The Real Mystery Is How I Got A Hold Of It

So, over the weekend, I scoured my bookshelves for a book on food and a book by a Native American author to fill out my Winter 2021 Reading Challenge form. I thought I might have a Native American poet (another one, I mean, since I read Linda Hogan’s Savings right before the challenge began) or maybe a collection of Native American folklore like Raven Steals the Light written by a Native American. At the very least, I know I have a contemporary history of the Spanish conquest called The Broken Spears (which I bought in 2008 that I could count.

But I came up empty.

Well, not exactly: I found a complete idiot or dummy’s guide to healing foods, which I promptly lost again after I set it aside. I also found a lot of good books I want to read when the reading challenge is over, including Larry McMurtry’s The Last Picture Show and Hud, the latter being the movie tie-in for Horseman, Pass By (I just read McMurtry’s Books: A Memoir for the reading challenge, as you might recall).

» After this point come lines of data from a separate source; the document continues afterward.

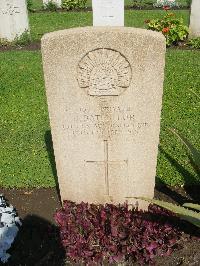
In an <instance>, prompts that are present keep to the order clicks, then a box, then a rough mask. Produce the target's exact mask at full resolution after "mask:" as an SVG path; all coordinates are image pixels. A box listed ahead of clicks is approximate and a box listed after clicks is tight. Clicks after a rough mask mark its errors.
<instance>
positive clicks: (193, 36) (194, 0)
mask: <svg viewBox="0 0 200 266" xmlns="http://www.w3.org/2000/svg"><path fill="white" fill-rule="evenodd" d="M189 37H190V38H194V37H200V0H192V4H191V13H190V27H189Z"/></svg>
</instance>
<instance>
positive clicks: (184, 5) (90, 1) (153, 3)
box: [32, 0, 188, 9]
mask: <svg viewBox="0 0 200 266" xmlns="http://www.w3.org/2000/svg"><path fill="white" fill-rule="evenodd" d="M32 2H33V8H34V9H41V8H42V7H43V1H42V0H32ZM176 2H177V3H178V4H179V5H180V6H187V5H188V0H177V1H176ZM134 3H135V4H137V3H139V4H140V5H145V4H150V5H153V4H155V3H156V0H142V1H138V0H135V1H134V0H125V1H124V5H125V6H133V4H134ZM91 6H92V0H87V2H86V7H91Z"/></svg>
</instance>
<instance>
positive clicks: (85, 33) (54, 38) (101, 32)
mask: <svg viewBox="0 0 200 266" xmlns="http://www.w3.org/2000/svg"><path fill="white" fill-rule="evenodd" d="M91 33H96V34H98V33H99V34H103V33H105V34H106V33H110V34H117V33H119V34H123V33H130V34H131V33H132V34H136V35H142V36H146V37H152V38H155V39H157V40H158V41H162V42H165V37H164V36H163V34H162V33H160V32H156V31H151V30H146V29H140V28H133V27H119V26H116V27H115V26H112V27H104V26H98V27H92V26H88V27H78V28H71V29H65V30H59V31H55V32H50V33H46V34H44V35H43V37H42V39H41V42H42V43H44V42H46V41H48V40H51V39H60V38H62V37H64V36H68V35H70V36H71V35H72V34H91Z"/></svg>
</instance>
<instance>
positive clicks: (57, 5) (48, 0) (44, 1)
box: [43, 0, 62, 7]
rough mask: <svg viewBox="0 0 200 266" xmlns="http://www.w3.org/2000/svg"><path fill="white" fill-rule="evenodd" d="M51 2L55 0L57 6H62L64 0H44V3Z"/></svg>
mask: <svg viewBox="0 0 200 266" xmlns="http://www.w3.org/2000/svg"><path fill="white" fill-rule="evenodd" d="M49 2H53V3H55V4H56V5H57V7H61V6H62V0H43V5H44V6H45V5H47V4H48V3H49Z"/></svg>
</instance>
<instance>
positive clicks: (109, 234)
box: [55, 201, 181, 265]
mask: <svg viewBox="0 0 200 266" xmlns="http://www.w3.org/2000/svg"><path fill="white" fill-rule="evenodd" d="M174 219H175V221H177V220H176V219H178V218H176V217H173V216H172V214H171V213H170V212H169V211H166V210H163V209H161V208H159V207H157V206H155V205H150V206H149V209H148V211H146V212H145V211H141V210H140V211H139V210H138V209H130V208H128V206H127V204H124V205H118V206H116V205H112V204H106V205H105V206H104V205H94V204H88V203H84V202H82V203H80V204H76V203H74V202H71V201H65V202H64V207H63V208H62V209H61V210H59V211H57V212H56V214H55V220H56V222H57V224H58V226H59V229H60V238H61V242H62V245H63V247H64V249H65V251H66V256H67V258H68V259H69V260H70V261H71V262H73V263H84V264H85V265H97V264H98V265H99V264H101V263H109V264H110V263H117V262H118V263H119V262H125V261H127V262H133V261H137V262H139V263H140V264H146V263H149V264H151V263H152V262H153V258H154V257H155V256H156V255H160V256H164V255H170V254H171V252H172V251H173V249H174V248H175V246H176V243H177V240H178V239H179V238H180V235H181V233H180V231H179V229H178V228H176V227H175V225H174Z"/></svg>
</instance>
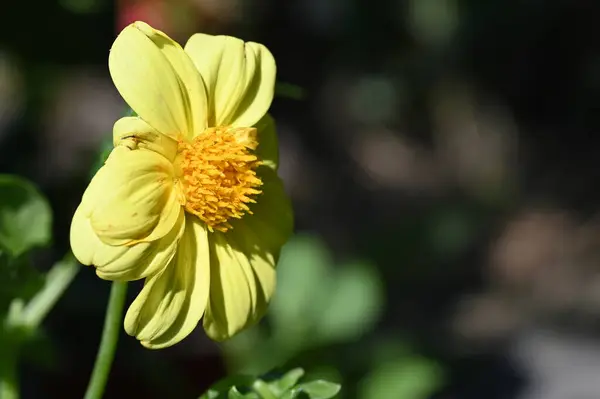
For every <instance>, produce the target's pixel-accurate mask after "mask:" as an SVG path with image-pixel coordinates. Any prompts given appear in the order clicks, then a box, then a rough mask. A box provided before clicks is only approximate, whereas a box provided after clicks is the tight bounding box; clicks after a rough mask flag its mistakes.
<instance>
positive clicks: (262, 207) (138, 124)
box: [71, 22, 293, 348]
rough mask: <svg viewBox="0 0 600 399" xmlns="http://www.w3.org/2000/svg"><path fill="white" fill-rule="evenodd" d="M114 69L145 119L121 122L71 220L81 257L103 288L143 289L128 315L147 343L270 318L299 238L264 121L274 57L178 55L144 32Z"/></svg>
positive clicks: (272, 67)
mask: <svg viewBox="0 0 600 399" xmlns="http://www.w3.org/2000/svg"><path fill="white" fill-rule="evenodd" d="M109 69H110V73H111V76H112V78H113V81H114V83H115V86H116V87H117V89H118V91H119V93H120V94H121V96H122V97H123V98H124V99H125V101H126V102H127V103H128V104H129V106H130V107H131V108H132V109H133V110H134V111H135V112H136V113H137V115H138V116H136V117H125V118H121V119H119V120H118V121H117V122H116V123H115V125H114V129H113V140H114V149H113V151H112V152H111V154H110V156H109V157H108V159H107V161H106V162H105V164H104V166H103V167H102V168H101V169H100V170H99V171H98V172H97V174H96V175H95V176H94V178H93V179H92V181H91V182H90V185H89V186H88V188H87V189H86V191H85V193H84V194H83V197H82V200H81V204H80V205H79V207H78V208H77V210H76V212H75V215H74V216H73V222H72V225H71V247H72V249H73V253H74V254H75V256H76V257H77V258H78V259H79V261H80V262H81V263H83V264H85V265H94V266H95V267H96V273H97V274H98V276H100V277H101V278H103V279H107V280H120V281H130V280H138V279H145V283H144V287H143V289H142V291H141V292H140V293H139V295H138V296H137V298H136V299H135V300H134V301H133V303H132V304H131V306H130V307H129V310H128V311H127V314H126V316H125V330H126V331H127V333H128V334H130V335H134V336H136V337H137V339H139V340H140V341H141V343H142V344H143V345H144V346H146V347H149V348H161V347H166V346H170V345H173V344H175V343H177V342H179V341H180V340H182V339H183V338H185V337H186V336H187V335H188V334H189V333H190V332H191V331H192V330H193V329H194V328H195V327H196V325H197V324H198V322H199V321H200V320H202V324H203V326H204V329H205V331H206V333H207V334H208V336H209V337H211V338H212V339H215V340H224V339H227V338H229V337H231V336H232V335H234V334H236V333H237V332H239V331H240V330H242V329H243V328H245V327H247V326H249V325H251V324H252V323H254V322H256V321H257V320H258V319H260V317H261V316H262V315H263V314H264V312H265V310H266V306H267V304H268V302H269V300H270V298H271V296H272V295H273V292H274V289H275V280H276V279H275V265H276V262H277V258H278V255H279V250H280V248H281V246H282V245H283V244H284V243H285V241H286V240H287V237H288V236H289V235H290V233H291V230H292V219H293V218H292V212H291V207H290V203H289V201H288V199H287V197H286V195H285V193H284V191H283V186H282V183H281V181H280V179H279V178H278V177H277V164H278V155H277V141H276V140H277V139H276V135H275V127H274V122H273V120H272V118H271V117H270V116H269V115H268V114H267V113H266V112H267V110H268V109H269V107H270V105H271V101H272V99H273V90H274V85H275V61H274V60H273V56H272V55H271V53H270V52H269V51H268V50H267V49H266V48H265V47H264V46H263V45H260V44H257V43H244V42H243V41H241V40H239V39H236V38H233V37H228V36H210V35H204V34H195V35H193V36H192V37H191V38H190V39H189V40H188V42H187V44H186V45H185V49H183V48H181V47H180V46H179V45H178V44H177V43H175V42H174V41H172V40H171V39H170V38H169V37H168V36H166V35H165V34H164V33H162V32H160V31H158V30H155V29H153V28H151V27H150V26H149V25H147V24H145V23H143V22H135V23H133V24H131V25H129V26H128V27H126V28H125V29H124V30H123V31H122V32H121V33H120V34H119V36H118V37H117V39H116V40H115V42H114V44H113V46H112V49H111V52H110V56H109Z"/></svg>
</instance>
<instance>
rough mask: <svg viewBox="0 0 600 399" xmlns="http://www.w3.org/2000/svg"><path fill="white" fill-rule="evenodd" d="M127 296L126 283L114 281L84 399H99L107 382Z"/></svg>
mask: <svg viewBox="0 0 600 399" xmlns="http://www.w3.org/2000/svg"><path fill="white" fill-rule="evenodd" d="M126 295H127V283H126V282H120V281H115V282H113V283H112V287H111V289H110V299H109V300H108V307H107V309H106V318H105V320H104V329H103V331H102V340H101V341H100V348H99V349H98V354H97V355H96V363H95V364H94V371H93V372H92V378H90V382H89V384H88V387H87V391H86V392H85V397H84V399H101V398H102V394H103V393H104V388H105V387H106V382H107V381H108V374H109V372H110V367H111V365H112V361H113V359H114V357H115V349H116V347H117V341H118V340H119V332H120V331H121V324H122V316H123V305H124V304H125V297H126Z"/></svg>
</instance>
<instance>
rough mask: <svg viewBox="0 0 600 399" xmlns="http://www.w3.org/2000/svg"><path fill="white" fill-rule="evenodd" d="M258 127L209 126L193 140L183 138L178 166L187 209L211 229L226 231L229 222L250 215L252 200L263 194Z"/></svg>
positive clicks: (228, 226)
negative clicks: (257, 132)
mask: <svg viewBox="0 0 600 399" xmlns="http://www.w3.org/2000/svg"><path fill="white" fill-rule="evenodd" d="M257 145H258V142H257V141H256V129H255V128H232V127H216V128H208V129H206V130H205V131H204V132H202V134H200V135H199V136H198V137H196V138H194V139H193V140H192V141H187V140H180V141H179V145H178V148H177V158H176V165H177V166H178V175H179V182H180V184H181V188H182V190H183V194H184V197H185V198H182V200H181V203H182V205H183V206H184V207H185V210H186V211H187V212H189V213H191V214H194V215H196V216H198V217H199V218H200V219H201V220H203V221H204V222H205V223H206V225H207V226H208V229H209V230H210V231H211V232H212V231H214V230H219V231H223V232H225V231H227V230H229V229H231V228H232V226H231V224H230V223H229V221H230V220H231V219H232V218H235V219H239V218H241V217H242V216H243V215H244V214H245V213H249V214H251V213H252V211H250V208H249V207H248V204H249V203H253V202H256V201H254V199H253V197H254V196H255V195H257V194H260V193H261V191H260V190H258V187H260V186H261V185H262V181H261V180H260V178H258V177H257V176H256V168H257V167H258V166H259V165H260V164H261V162H260V161H259V160H258V158H257V157H256V155H254V154H253V151H254V150H255V149H256V146H257Z"/></svg>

But I did find an independent copy of Agatha Christie’s The Caribbean Mystery, which I read last year in the omnibus edition of Five Miss Marple Mysteries. As I started to enter it into my book database because I can safely put it on my Read bookshelves (and if I didn’t do it now, gentle reader, I would likely have forgotten that I read it the next time I encountered it on my To-Read shelves). When I opened the cover of the cheap book club edition, I saw a previous price stapled to the front cover.

40p? That’s English pricing right there.

Sure enough: This particular edition is from the Crime Club, a London book club, and this particular volume was in the Kensington and Chelsea Public Libraries for a while before being remaindered and sold, perhaps for sixty pence.

You know, I’ve gotten books that started out in England before (see Five Themes of Today). I’m always amazed when they end up in my library here in the southwest corner of Missouri. Perhaps, sometimes, the books could tell better stories of their journeys than the stories in their covers.